Vertaald
‘Het is moeilijk te bedenken wie geschikter zou zijn een roman over kloonpraktijken te schrijven dan Fay Weldon,’ schreef Beatrijs Ritsema in haar bespreking van The Cloning of Joanna May (Boekenbijlage, 12 mei 1990): ‘Het onderwerp past haar als een bodystocking: het geeft haar gelegenheid tot sociale satire, waar ze een bijzonder talent voor heeft, en het sluit in dit nieuwe boek perfect aan bij haar schrijfstijl, die altijd iets gedistantieerds heeft.’

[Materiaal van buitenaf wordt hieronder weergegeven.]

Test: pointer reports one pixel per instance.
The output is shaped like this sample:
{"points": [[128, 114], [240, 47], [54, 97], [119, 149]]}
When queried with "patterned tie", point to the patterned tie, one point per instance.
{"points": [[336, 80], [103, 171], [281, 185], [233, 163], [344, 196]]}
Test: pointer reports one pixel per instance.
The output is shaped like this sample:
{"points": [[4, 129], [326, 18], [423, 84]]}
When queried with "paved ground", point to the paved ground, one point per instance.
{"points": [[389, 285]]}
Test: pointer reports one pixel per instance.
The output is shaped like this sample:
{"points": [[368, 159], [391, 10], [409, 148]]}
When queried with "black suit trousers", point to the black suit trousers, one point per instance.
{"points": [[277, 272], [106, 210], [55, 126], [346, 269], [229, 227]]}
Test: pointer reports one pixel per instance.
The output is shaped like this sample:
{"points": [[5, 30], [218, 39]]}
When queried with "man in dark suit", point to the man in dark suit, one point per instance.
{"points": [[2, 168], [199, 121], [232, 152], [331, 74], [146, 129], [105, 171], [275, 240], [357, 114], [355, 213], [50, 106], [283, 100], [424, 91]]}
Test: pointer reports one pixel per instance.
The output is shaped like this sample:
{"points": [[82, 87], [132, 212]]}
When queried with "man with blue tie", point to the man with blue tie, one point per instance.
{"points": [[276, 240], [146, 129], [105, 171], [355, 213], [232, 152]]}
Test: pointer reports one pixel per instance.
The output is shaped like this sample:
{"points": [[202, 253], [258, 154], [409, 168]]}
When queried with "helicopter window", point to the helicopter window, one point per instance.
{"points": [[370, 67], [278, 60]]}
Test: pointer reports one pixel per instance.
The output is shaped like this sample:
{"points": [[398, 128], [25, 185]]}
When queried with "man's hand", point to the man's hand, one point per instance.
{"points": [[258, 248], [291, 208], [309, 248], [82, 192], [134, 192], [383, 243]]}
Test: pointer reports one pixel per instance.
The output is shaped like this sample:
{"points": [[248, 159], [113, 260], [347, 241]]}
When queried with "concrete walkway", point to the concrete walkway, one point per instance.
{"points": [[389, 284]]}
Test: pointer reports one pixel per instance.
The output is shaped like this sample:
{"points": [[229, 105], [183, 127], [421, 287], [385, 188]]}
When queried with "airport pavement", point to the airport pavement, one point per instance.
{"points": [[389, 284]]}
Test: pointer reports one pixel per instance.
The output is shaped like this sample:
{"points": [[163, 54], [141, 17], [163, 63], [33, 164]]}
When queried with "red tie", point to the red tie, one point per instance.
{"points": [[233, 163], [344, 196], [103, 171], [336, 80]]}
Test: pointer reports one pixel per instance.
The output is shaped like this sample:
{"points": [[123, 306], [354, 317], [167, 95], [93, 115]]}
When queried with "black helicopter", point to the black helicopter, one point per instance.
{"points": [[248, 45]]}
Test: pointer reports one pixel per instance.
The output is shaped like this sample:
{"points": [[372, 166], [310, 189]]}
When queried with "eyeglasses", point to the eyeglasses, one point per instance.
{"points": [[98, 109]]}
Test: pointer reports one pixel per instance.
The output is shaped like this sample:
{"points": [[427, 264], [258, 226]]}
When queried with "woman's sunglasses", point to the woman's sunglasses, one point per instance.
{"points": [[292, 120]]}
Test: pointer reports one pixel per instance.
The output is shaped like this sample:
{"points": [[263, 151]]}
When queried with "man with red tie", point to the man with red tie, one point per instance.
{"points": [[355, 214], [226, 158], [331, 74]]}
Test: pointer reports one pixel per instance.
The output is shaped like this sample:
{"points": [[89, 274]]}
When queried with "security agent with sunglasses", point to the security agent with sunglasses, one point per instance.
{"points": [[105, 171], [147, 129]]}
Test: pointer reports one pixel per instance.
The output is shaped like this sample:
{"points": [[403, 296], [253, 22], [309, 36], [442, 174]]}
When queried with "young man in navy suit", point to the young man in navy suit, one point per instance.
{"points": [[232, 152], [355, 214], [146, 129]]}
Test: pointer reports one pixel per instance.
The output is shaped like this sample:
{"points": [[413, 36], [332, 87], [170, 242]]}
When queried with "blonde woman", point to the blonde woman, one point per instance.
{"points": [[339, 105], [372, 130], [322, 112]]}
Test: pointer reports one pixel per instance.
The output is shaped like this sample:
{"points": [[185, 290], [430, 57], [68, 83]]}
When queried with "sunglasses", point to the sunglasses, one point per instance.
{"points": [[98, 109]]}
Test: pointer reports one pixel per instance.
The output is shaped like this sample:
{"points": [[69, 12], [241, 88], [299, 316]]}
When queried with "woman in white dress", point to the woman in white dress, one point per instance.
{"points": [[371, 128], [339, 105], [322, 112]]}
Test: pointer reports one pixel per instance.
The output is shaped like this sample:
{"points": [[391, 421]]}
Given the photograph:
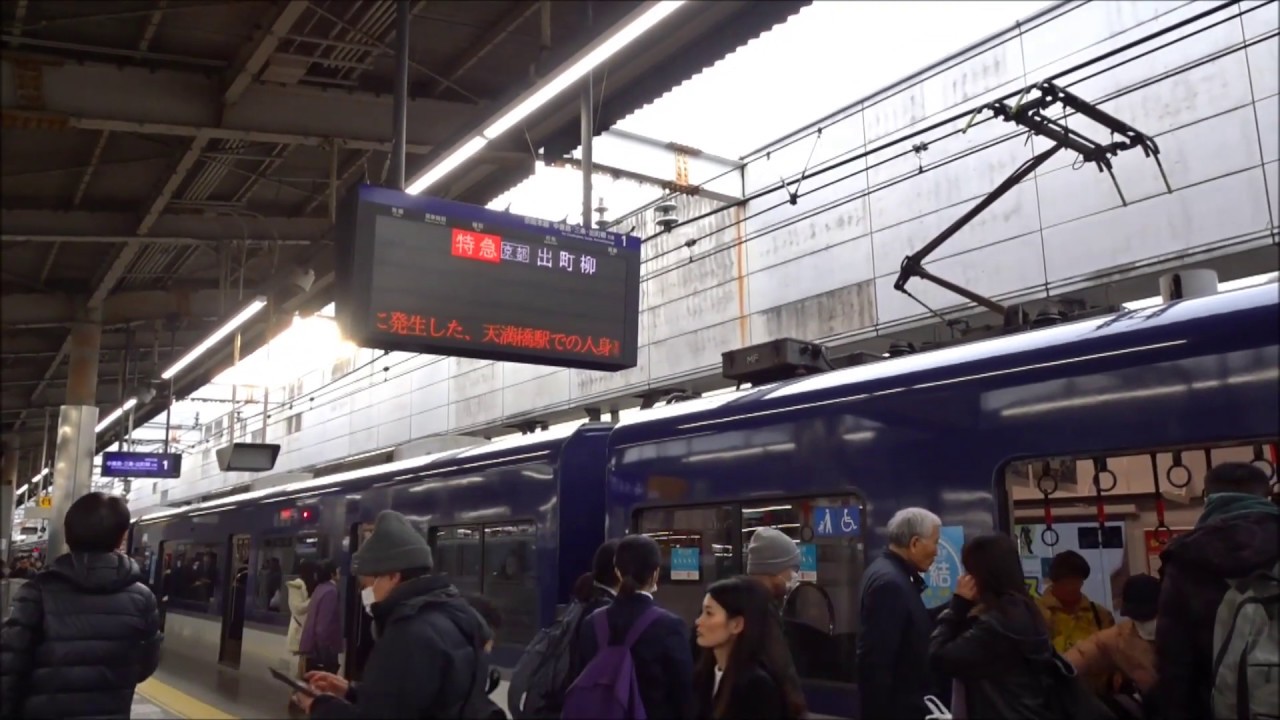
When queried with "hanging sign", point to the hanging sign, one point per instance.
{"points": [[685, 563]]}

Weldons De klonen van Joanna May, vertaald door Dorien Veldhuizen (Bert Bakker, 247 p., f 34,90) heeft iets science-fictionachtigs. Joanna May, gescheiden van Carl May, heeft nooit kinderen gekregen. Haar man heeft zich voor het huwelijk laten steriliseren (wat ze niet weet), omdat hij geen kinderen wil (wat ze wel weet en waarmee ze akkoord is gegaan). Toch wordt ze zwanger, maar het is een schijnzwangerschap en haar man besluit dat de beste manier om deze hysterie te beëindigen een schijnabortus is. De dokter, een vruchtbaarheidsspecialist, neemt daarbij op instigatie van de echtgenoot een eitje weg, dat hij zodanig manipuleert dat het zich deelt en nog eens deelt. Het resultaat is dat zich vier embryo's ontwikkelen in vier verschillende, om baby's verlegen zittende, baarmoeders. De klonen van Joanna May is er sprookjesachtig genoeg voor dat de baby's, opgegroeid in gezinnen van uiteenlopende sociale klasse, zijn voorbestemd om met elkaar en hun moeder in contact te komen. Toch is de roman zeker geen opeenstapeling van vergezocht stuntwerk en spektakel, oordeelde Beatrijs Ritsema: ‘De kracht van Weldon is dat de onwaarschijnlijkheid van de gebeurtenissen en het extremisme in gedrag heel vanzelfsprekend lijken, alsof wat gebeurt inderdaad het enig mogelijke is.’